J.P. - Isto tem um carácter amador. A eventual profissionalização deste projecto iria mudar tudo, mas isso não está no nosso horizonte.
SINTETIZADOR
FILIPA PAIS/JOSÉ PEIXOTO
Trabalharam juntos na Lua Extravagante, cruzaram-se fugazmente no álbum Aceno, encontraram-se agora a tempo inteiro para um álbum completo: «Estrela».
«Estrela» é um álbum de canções compostas por José Peixoto (guitarrista dos Madredeus e dono de uma já considerável discografia a solo) que só precisavam de uma voz. E a escolha do músico recaiu em Filipa Pais (que foi da Lua Extravagante e editou dois álbuns a solo; nos últimos anos também envolvida em espectáculos do grupo de teatro O Bando). Diz Peixoto: «Conhecemo-nos nos concertos e na gravação do disco da Lua Extravagante [início dos anos 90]. E houve logo ali um entendimento que deu pistas para a vontade futura de fazermos qualquer coisa em conjunto. Essa vontade existiu sempre, mas o encontro foi sendo sucessivamente adiado... até que aconteceu», e acrescenta Filipa: «Voltámos a encontrar-nos para o álbum dele, "Aceno", em que canto dois temas... E no final do ano passado começámos a trabalhar neste álbum, "Estrela"».

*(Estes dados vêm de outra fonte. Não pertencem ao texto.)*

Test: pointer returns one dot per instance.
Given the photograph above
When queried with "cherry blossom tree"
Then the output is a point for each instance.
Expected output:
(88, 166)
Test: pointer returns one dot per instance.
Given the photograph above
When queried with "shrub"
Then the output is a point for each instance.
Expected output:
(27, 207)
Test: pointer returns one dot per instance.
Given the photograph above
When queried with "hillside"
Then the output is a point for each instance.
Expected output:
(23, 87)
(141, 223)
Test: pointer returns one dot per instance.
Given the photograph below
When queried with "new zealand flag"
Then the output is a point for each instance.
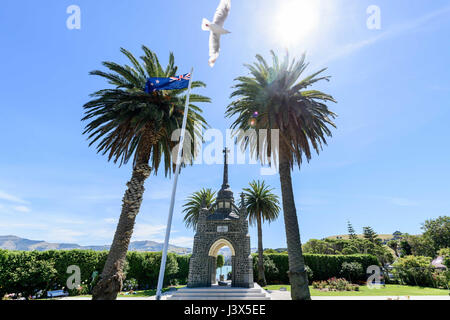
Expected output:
(172, 83)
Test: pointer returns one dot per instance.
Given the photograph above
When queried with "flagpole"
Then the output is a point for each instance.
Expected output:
(174, 191)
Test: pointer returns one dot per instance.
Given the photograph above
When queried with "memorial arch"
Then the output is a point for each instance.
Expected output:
(223, 224)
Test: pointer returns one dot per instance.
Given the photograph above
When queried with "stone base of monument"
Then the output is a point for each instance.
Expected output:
(217, 292)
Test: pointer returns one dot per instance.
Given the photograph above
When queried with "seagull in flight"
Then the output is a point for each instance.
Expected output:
(216, 29)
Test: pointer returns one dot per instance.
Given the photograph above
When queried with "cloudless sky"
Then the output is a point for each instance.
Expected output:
(386, 166)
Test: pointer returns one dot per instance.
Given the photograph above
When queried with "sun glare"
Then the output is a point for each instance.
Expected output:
(296, 21)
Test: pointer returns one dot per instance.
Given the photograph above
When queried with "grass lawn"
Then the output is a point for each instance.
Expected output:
(388, 290)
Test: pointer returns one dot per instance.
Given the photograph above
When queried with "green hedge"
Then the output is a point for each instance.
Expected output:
(30, 271)
(323, 266)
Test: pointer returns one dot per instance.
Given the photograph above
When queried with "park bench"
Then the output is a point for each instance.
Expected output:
(56, 293)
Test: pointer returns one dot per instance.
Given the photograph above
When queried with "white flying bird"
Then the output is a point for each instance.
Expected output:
(216, 29)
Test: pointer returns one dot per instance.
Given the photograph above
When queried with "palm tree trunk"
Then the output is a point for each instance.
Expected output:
(261, 276)
(111, 279)
(297, 273)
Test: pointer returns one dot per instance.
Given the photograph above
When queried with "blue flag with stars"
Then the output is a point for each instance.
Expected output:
(172, 83)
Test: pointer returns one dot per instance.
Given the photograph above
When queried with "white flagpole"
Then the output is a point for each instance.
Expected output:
(174, 191)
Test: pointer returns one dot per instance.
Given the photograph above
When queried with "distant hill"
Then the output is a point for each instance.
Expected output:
(16, 243)
(384, 237)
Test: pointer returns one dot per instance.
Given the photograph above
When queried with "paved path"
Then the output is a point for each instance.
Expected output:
(285, 295)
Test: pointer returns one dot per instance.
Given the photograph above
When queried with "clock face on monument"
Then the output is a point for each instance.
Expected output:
(222, 228)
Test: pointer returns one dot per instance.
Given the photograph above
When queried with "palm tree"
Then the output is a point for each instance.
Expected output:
(195, 202)
(127, 123)
(262, 205)
(272, 97)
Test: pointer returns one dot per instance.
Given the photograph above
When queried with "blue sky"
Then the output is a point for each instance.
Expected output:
(386, 166)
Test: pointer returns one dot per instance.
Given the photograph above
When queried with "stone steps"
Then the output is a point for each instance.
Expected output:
(221, 293)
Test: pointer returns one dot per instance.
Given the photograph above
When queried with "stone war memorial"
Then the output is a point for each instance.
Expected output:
(224, 224)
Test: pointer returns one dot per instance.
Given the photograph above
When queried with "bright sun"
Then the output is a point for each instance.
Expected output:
(296, 21)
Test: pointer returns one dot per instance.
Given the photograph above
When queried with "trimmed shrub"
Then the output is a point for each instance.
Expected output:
(414, 270)
(144, 267)
(352, 271)
(23, 272)
(323, 267)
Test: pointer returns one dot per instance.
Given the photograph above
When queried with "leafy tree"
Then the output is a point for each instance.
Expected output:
(369, 234)
(262, 205)
(126, 123)
(204, 198)
(273, 97)
(394, 245)
(421, 246)
(351, 231)
(438, 232)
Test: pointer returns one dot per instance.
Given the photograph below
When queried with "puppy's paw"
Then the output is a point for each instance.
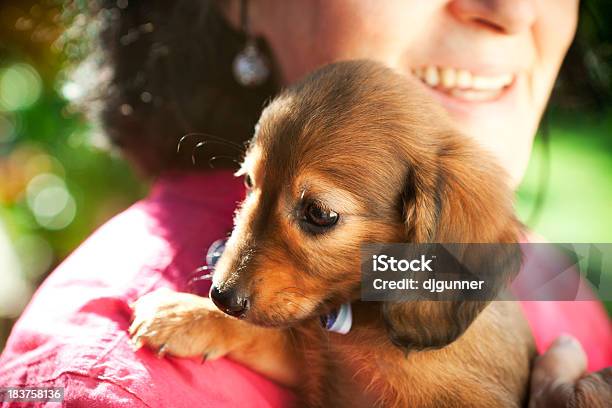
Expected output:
(180, 324)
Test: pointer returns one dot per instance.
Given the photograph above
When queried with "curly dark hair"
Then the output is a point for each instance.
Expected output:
(168, 68)
(169, 74)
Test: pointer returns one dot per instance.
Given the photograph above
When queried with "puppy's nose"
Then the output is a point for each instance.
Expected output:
(229, 301)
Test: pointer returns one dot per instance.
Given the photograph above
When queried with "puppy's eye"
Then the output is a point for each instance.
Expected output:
(317, 219)
(248, 181)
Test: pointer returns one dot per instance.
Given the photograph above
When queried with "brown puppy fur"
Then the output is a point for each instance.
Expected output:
(360, 141)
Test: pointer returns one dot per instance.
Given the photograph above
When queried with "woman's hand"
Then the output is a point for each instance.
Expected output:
(559, 378)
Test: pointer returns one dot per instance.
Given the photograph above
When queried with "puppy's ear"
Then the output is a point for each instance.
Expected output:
(459, 196)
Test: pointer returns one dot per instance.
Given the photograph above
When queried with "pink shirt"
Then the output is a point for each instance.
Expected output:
(74, 332)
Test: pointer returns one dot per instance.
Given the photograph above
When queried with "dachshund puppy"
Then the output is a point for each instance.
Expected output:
(356, 154)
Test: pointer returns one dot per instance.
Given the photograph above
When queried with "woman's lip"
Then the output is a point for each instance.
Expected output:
(473, 106)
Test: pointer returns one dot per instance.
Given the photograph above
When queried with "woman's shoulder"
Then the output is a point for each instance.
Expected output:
(73, 333)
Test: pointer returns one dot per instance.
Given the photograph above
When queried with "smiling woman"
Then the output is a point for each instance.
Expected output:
(159, 70)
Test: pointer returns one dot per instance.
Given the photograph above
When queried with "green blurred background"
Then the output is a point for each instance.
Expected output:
(59, 181)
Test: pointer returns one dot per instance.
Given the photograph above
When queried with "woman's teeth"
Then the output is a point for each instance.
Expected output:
(463, 84)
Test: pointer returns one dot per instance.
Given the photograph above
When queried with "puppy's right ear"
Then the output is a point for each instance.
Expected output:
(459, 197)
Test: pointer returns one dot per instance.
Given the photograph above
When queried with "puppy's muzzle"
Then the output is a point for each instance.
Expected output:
(229, 301)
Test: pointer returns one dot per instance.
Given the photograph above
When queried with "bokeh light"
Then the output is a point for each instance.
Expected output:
(50, 201)
(20, 87)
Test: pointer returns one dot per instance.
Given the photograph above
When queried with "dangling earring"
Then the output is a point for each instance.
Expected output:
(250, 66)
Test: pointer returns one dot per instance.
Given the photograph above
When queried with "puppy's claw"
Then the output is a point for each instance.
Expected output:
(161, 351)
(137, 343)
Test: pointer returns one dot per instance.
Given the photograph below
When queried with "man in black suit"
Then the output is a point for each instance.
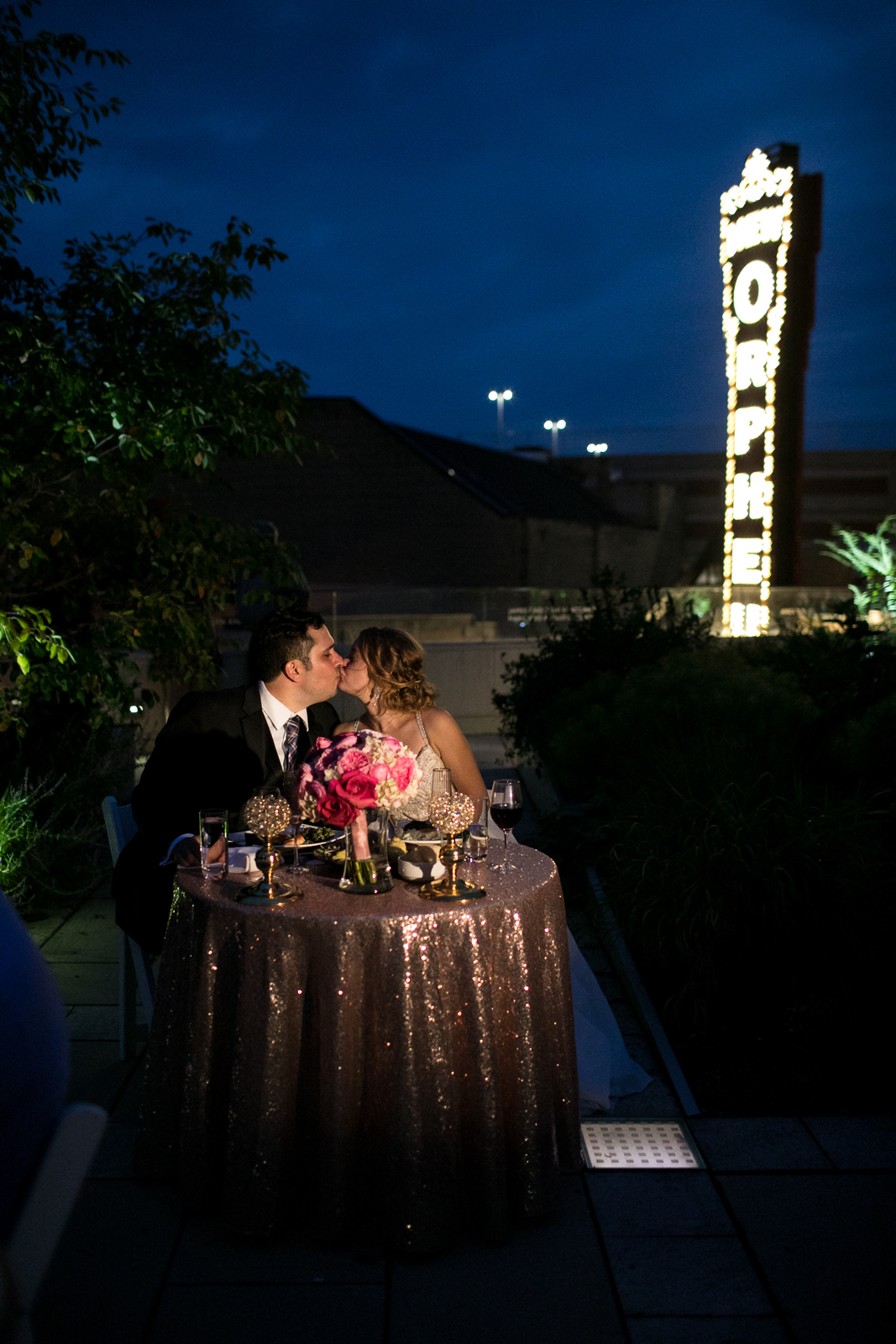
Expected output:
(217, 749)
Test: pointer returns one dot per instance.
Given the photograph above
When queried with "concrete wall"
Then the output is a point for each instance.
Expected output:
(465, 674)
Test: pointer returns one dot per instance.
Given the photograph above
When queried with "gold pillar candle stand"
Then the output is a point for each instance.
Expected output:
(453, 813)
(268, 816)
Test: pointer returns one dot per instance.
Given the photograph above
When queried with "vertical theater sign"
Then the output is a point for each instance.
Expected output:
(770, 237)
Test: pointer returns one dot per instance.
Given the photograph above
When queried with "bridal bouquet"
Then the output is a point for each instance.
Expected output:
(347, 774)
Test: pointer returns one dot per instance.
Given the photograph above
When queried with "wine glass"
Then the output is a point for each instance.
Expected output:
(506, 810)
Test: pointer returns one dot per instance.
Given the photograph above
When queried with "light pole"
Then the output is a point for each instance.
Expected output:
(501, 398)
(555, 427)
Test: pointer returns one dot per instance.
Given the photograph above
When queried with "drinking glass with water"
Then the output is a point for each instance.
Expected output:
(477, 837)
(212, 842)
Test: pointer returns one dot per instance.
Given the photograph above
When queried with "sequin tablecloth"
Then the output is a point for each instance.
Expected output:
(342, 1062)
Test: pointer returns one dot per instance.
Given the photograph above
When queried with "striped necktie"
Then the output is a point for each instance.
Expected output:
(295, 729)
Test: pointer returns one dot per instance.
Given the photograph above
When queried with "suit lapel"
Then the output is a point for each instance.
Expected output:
(257, 734)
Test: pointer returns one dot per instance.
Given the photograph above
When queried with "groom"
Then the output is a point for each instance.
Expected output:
(217, 750)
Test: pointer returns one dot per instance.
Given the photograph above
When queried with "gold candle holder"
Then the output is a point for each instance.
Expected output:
(452, 813)
(268, 816)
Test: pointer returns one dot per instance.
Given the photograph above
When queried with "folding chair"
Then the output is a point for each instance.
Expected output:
(134, 963)
(47, 1207)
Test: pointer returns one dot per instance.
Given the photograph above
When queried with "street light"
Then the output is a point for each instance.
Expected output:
(501, 398)
(553, 427)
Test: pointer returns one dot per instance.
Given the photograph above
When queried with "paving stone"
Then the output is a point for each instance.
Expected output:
(97, 1074)
(658, 1101)
(611, 988)
(720, 1330)
(86, 981)
(94, 1021)
(857, 1142)
(90, 934)
(42, 931)
(658, 1203)
(778, 1142)
(685, 1276)
(128, 1105)
(641, 1052)
(275, 1314)
(826, 1245)
(546, 1283)
(208, 1254)
(109, 1265)
(116, 1153)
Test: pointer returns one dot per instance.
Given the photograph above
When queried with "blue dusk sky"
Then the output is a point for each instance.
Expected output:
(526, 195)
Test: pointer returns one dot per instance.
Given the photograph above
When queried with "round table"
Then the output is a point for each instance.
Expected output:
(364, 1062)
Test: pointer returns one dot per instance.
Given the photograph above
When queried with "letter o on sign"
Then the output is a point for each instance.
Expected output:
(748, 308)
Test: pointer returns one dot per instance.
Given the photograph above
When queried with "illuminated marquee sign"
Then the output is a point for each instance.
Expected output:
(770, 230)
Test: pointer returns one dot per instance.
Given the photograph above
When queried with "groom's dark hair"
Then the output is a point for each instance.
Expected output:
(282, 638)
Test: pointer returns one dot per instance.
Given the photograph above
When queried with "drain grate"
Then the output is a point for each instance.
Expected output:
(638, 1142)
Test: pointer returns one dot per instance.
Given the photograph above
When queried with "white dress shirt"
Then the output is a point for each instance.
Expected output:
(277, 717)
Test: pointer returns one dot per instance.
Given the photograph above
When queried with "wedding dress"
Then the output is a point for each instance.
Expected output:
(604, 1063)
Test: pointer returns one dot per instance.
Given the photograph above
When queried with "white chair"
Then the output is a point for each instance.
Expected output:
(47, 1207)
(134, 963)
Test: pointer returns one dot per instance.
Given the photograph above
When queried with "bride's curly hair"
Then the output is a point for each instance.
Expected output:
(396, 664)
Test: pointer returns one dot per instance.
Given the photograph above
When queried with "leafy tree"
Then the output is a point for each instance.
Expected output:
(128, 375)
(873, 555)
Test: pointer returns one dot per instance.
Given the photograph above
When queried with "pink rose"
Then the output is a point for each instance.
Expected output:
(354, 759)
(356, 788)
(403, 772)
(336, 811)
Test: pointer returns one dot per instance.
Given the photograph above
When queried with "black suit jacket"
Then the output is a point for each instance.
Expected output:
(215, 752)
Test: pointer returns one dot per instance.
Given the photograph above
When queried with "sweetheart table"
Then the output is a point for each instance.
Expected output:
(351, 1063)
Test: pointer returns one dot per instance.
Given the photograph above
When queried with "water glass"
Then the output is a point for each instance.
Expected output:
(477, 839)
(212, 842)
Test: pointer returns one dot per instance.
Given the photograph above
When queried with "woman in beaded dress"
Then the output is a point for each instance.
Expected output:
(385, 674)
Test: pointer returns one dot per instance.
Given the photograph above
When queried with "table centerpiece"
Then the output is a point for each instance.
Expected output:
(340, 780)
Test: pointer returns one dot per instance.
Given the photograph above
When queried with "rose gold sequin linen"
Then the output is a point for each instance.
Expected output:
(365, 1063)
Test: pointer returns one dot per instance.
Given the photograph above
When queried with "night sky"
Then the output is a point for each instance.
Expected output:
(506, 195)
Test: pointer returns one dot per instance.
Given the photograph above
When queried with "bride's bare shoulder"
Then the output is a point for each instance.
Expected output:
(438, 721)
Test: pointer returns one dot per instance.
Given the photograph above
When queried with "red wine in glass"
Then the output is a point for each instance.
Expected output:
(506, 810)
(506, 817)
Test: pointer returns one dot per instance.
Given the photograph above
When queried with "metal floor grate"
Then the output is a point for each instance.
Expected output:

Pergunto a Peixoto se existiu desde o início da composição destes temas a consciência de que estas seriam canções para uma voz e não instrumentais. Diz que sim: «Tenho logo a noção de quando uma peça é instrumental e quando não é. A própria estrutura melódica conduz-me à forma canção ou não». Já Filipa, diz ela, sentiu-se «muito confortável nestas canções. Aqui estou a cantar num registo mais grave, mais intimista, mas há muito tempo que queria experimentar este registo da minha voz». Pelo meio do processo surge também o poeta João Monge (autor de letras para os Trovante, Ala dos Namorados e Rio Grande), responsável pelos textos cantados em «Estrela» - Filipa conta, arrepiada com a coincidência, que só descobriu depois que vive na mesma casa em que Monge passou a sua infância e juventude.
Outros cúmplices activos no processo foram o produtor Mário Barreiros e os outros músicos participantes: Mário Delgado (guitarra, steel-guitar, sitar eléctrica...), Yuri Daniel (contrabaixo) e Quiné (percussões). Peixoto diz que «já tínhamos trabalhado com todos eles, mas nunca tínhamos estado todos juntos como estamos aqui. E já sabia que trabalhando com eles ia ter boas surpresas. São pessoas criativas, que acrescentaram coisas e optimizaram aquelas canções».
O álbum vive de universos sonoros bastante variados - da música tradicional ao psicadelismo, do jazz à pop, de ambientes de Norte de África ao Brasil... E não é nada fácil «encaixá-lo» em prateleiras ou géneros. José Peixoto diz que não se preocupa muito com isso, «mas é capaz de caber naquele grande saco, lato e abrangente, da world music. Se formos por exclusão de partes, isto não é jazz, não é música tradicional, não é música erudita...». Já Filipa diz, divertida, que chama a esta música «pop cota». E Peixoto acrescenta entre risos que o próximo disco dos dois será o «pós-cota». Outra promessa: as canções do álbum já foram «testadas» ao vivo em showcases nas FNACs e num festival em Castro Verde, mas haverá mais concertos assim que as agendas dos dois - ou dos cinco - o permitirem.